Wildlife rehabilitation is the profession of providing temporary care for injured, sick and orphaned wild animals with the goal of giving them a second chance back into the wild. Animals that are released  must have the ability to recognize and find appropriate foods, socialize with members of their own species, exhibit normal behaviors such as fear of humans and predator avoidance and their injury must be totally healed. 

In the United States it is illegal to practice wildlife rehabilitation without the proper state and/or federal permits. Every state has different permit requirements. Check with your state fish and wildlife agency to learn more about your state's requirements . In addition, anyone wishing to rehabilitate migratory birds protected by federal laws must obtain a U.S. Fish and Wildlife Service Rehabilitation Permit.

Wild animals are very different from domestic animals. Rehabilitators need extensive knowledge about the species in their care, including natural history, nutritional requirements, behavioral issues, and caging considerations.

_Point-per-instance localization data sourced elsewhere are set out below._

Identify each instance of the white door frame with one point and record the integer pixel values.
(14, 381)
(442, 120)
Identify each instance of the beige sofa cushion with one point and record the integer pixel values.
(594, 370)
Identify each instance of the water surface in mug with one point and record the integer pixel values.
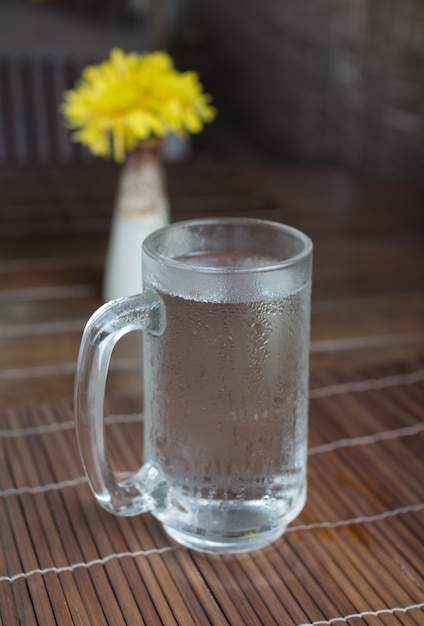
(226, 386)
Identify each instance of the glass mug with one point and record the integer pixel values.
(226, 313)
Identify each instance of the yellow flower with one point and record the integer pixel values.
(133, 97)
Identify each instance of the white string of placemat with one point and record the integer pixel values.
(101, 561)
(322, 449)
(318, 392)
(345, 618)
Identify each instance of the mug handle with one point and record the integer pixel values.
(145, 489)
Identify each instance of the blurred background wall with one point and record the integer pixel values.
(338, 82)
(327, 82)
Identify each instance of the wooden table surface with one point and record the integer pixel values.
(355, 554)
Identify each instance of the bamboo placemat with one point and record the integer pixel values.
(355, 555)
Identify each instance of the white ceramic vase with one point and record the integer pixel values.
(141, 207)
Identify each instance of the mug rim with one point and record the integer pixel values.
(295, 259)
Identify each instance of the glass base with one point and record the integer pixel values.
(226, 545)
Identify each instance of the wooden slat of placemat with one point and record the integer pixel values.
(356, 549)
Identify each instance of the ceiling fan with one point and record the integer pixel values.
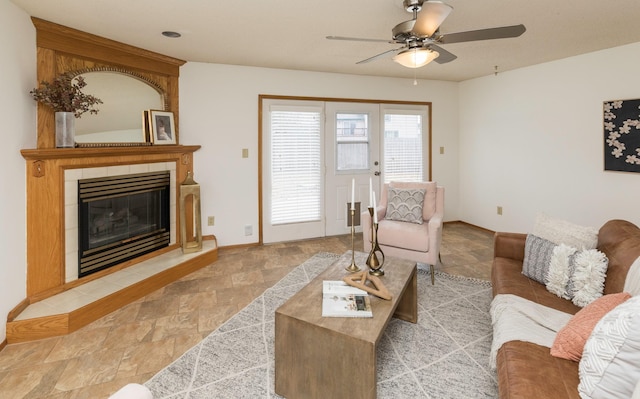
(421, 39)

Wildlife rehabilitation is extremely demanding and stressful. The reward is to give an animal a second chance and see it released back to the wild. 

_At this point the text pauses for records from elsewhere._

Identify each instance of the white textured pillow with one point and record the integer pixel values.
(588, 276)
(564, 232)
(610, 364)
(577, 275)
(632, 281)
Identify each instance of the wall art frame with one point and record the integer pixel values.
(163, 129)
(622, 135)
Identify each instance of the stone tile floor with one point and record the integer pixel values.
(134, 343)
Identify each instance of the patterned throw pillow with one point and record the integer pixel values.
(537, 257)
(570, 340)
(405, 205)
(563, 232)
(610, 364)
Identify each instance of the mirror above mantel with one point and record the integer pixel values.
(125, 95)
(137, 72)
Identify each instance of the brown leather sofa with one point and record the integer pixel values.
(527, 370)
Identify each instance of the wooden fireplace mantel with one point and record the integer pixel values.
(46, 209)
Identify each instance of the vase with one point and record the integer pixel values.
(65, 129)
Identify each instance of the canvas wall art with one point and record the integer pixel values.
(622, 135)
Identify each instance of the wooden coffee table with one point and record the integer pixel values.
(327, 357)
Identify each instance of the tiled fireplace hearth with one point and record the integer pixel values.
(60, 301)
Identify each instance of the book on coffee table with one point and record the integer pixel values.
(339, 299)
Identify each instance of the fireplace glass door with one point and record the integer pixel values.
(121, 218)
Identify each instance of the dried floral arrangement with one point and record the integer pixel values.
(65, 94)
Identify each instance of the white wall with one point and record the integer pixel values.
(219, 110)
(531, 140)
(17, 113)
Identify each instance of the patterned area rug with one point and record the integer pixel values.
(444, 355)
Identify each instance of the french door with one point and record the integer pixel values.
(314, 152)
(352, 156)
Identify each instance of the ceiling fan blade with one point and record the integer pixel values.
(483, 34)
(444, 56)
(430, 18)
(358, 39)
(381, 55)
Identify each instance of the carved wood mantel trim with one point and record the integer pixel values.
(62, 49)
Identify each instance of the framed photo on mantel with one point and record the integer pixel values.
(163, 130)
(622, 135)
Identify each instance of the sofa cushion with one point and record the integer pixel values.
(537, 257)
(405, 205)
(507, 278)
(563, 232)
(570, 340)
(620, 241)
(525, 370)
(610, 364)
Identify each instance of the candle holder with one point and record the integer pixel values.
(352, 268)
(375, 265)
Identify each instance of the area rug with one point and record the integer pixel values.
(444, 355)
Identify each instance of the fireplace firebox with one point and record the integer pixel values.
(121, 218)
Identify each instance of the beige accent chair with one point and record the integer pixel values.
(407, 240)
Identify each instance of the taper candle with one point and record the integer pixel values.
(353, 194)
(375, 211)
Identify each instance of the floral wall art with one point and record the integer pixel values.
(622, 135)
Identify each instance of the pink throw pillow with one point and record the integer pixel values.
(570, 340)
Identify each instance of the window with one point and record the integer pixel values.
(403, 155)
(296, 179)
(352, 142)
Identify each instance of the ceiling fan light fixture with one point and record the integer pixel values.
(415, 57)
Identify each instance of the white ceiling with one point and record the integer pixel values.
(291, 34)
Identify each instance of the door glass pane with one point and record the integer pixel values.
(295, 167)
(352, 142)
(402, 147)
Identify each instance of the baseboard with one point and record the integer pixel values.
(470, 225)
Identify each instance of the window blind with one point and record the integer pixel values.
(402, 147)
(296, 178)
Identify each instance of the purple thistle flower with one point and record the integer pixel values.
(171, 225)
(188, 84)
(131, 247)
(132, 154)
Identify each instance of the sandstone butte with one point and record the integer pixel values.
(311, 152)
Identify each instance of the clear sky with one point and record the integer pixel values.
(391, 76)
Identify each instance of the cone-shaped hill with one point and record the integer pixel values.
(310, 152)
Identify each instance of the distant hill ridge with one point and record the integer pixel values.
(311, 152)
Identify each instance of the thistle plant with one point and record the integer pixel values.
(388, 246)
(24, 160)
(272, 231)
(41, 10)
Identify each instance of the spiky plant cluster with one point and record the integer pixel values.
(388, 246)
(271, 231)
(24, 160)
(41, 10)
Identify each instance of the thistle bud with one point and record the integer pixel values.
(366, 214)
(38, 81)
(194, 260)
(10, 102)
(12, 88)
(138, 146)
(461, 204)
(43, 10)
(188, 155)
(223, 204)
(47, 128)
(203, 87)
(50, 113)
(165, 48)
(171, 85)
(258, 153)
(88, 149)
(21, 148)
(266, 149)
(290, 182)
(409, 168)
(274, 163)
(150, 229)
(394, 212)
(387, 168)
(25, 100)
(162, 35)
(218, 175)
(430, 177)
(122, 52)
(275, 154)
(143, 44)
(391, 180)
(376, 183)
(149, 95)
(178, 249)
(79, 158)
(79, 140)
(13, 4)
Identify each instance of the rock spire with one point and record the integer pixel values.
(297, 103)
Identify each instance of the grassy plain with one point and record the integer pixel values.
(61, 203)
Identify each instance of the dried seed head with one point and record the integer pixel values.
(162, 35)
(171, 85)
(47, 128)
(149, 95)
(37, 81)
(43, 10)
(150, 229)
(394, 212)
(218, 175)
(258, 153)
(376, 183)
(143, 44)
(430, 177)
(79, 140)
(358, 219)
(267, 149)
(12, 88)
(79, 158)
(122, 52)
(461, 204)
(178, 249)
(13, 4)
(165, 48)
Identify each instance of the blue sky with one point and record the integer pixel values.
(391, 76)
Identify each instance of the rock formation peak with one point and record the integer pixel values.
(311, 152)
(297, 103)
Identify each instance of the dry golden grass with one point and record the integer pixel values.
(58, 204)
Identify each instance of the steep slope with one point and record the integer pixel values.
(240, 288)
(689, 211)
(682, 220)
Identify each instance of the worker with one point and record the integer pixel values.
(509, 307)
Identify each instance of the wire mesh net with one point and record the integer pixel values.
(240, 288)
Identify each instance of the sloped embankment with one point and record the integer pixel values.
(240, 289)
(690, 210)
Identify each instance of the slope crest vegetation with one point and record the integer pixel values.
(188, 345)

It is strongly recommended that you volunteer or intern at a rehabilitation facility near you to learn more about wildlife rehabilitation and see if wildlife rehabilitation is a good fit for you.

Why is Wildlife Rehabilitation Needed?

As cities expand and humans move into wildlife habitat the contact between humans and wildlife grows. As wild animals adapt to urban living they have many conflicts with their human neighbors and the wild animal is usually on the losing end. Wildlife rehabilitation gives these wild animals a second chance at life.

In an increasingly urban world, people are less likely to have knowledge of and experience with wild animals. A major role of a wildlife rehabilitator is to help people co-exist with their wild neighbors.

Working with wildlife requires specialized knowledge, skill, and facilities. Potential dangers exist for the public, domestic animals, and wildlife when untrained people attempt to provide care for wildlife. Wildlife rehabilitators are trained to provide specialized care for the animal’s return to health and successful release back to the wild. They also hold the permits to allow them to legally possess wild animals for rehabilitation and release.